Eğer ölümden sonra hiçbir şey yoksa,
o zaman tüm bu anlam arayışı,
tüm bu şiir, tüm bu aşk,
yalnızca boş bir yankı değil mi?
Celâleddîn (gözlerini ona diker, sesi bir fısıltı gibi ama derindir):
Peki ya aşk, Hayyam?
Aşk da mı bir yanılsama?
İçtiğin şarabın tadı gerçekten var mı,
yoksa sadece dilinin sana oynadığı bir oyun mu?
Eğer her şey bir rastlantıysa,
o zaman neden içimizde bu kadar büyük bir özlem var?
Neden hep bir şeylerin eksik olduğunu hissediyoruz?
İnsan, bir mumun ışığı gibi değildir.
Biz yanar, tükeniriz ama…
bizim ateşimiz,
başkalarına da sıçrar,
ve asla tamamen sönmez.
Ömer Hayyam (derin bir nefes alır, kandilin titrek ışığını izler):
Belki de hakikat dediğimiz şey,
insanın kendi yarattığı bir masaldır.
Ve biz bu masalın içinde yaşamaya mahkûmuz.
Ama Celâleddîn,
eğer mutlak hakikat varsa,
neden ona ulaşan kimse olmamış?
Neden hep “arayış” var ama asla “buluş” yok?
Celâleddîn (hafifçe gülümser, gözlerinde sonsuz bir dinginlik vardır):
Çünkü hakikat, varılacak bir yer değil,
yolda olmaktır, Hayyam.
Bir aşığın sevgilisinin yolunu gözlemesi gibi,
bir dervişin semada kaybolması gibi,
bir şairin kelimeler arasında yürüyüşü gibi…
Hakikat, yalnızca varmak değildir.
Hakikat, aramaya devam etmektir.
Ömer Hayyam (sessizce başını sallar):
Belki de senin dediğin gibi, Celâleddîn.
Belki de ben hep yanlış yerde aradım.
Ama bil ki,
ben sorularımdan vazgeçmeyeceğim.
Ve sen de dualarından vazgeçmeyeceksin.
Celâleddîn (gözlerini kapatır, hafifçe gülümser):
Ve ikimiz de hakikati aramaya devam edeceğiz.

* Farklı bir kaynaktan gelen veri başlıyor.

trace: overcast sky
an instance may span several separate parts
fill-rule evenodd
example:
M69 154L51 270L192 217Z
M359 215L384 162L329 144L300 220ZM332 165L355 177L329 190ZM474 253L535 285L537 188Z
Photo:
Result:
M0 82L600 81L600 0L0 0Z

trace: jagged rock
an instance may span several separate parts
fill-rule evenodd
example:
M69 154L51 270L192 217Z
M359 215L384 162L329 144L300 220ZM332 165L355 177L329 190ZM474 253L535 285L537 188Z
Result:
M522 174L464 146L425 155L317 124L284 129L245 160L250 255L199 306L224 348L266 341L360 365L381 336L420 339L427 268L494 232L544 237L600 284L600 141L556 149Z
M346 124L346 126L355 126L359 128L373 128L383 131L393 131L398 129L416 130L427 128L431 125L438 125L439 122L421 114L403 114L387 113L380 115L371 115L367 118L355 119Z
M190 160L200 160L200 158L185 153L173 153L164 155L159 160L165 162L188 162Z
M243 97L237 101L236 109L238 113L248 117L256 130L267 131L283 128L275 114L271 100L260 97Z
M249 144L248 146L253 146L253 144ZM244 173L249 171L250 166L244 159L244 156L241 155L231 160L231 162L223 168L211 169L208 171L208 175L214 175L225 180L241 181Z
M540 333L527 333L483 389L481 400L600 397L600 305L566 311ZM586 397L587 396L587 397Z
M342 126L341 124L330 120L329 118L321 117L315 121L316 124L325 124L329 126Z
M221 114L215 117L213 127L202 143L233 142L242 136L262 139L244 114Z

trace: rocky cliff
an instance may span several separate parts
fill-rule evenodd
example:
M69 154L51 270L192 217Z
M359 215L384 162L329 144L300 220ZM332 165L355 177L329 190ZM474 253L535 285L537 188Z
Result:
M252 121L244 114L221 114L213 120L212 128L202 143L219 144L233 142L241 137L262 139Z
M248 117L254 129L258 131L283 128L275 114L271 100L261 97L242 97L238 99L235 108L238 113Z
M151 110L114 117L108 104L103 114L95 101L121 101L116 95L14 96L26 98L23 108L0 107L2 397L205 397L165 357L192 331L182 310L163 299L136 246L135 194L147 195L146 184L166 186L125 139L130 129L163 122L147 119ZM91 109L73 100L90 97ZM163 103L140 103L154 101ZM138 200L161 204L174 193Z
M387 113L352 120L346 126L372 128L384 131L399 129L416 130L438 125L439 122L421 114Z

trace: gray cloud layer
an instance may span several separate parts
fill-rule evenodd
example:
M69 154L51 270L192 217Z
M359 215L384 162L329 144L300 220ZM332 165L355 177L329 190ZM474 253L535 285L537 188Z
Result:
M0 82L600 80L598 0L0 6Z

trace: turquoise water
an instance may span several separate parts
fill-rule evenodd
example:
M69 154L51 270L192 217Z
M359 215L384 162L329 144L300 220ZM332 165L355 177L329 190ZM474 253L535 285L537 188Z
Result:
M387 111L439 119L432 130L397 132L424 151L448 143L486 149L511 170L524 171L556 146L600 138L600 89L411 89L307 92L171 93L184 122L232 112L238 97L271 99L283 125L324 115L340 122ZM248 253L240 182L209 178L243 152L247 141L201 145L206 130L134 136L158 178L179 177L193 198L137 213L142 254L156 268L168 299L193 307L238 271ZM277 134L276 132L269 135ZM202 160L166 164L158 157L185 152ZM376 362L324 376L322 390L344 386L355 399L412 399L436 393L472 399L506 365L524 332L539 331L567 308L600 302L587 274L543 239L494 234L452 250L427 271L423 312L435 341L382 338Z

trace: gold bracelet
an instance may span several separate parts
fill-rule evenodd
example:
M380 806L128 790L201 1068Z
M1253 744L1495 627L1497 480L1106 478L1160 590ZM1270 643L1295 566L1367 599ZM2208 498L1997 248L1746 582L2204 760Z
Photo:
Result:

(Gökyüzünde ilk şafak söküyor. Ney sesi rüzgârla birlikte yavaş yavaş kayboluyor. Celâleddîn bir adım geri çekiliyor, Hayyam ise kandile bakıyor. Güneş doğmaya başlıyor. Perde ağır ağır kapanırken, iki gölge birbirine karışıyor.)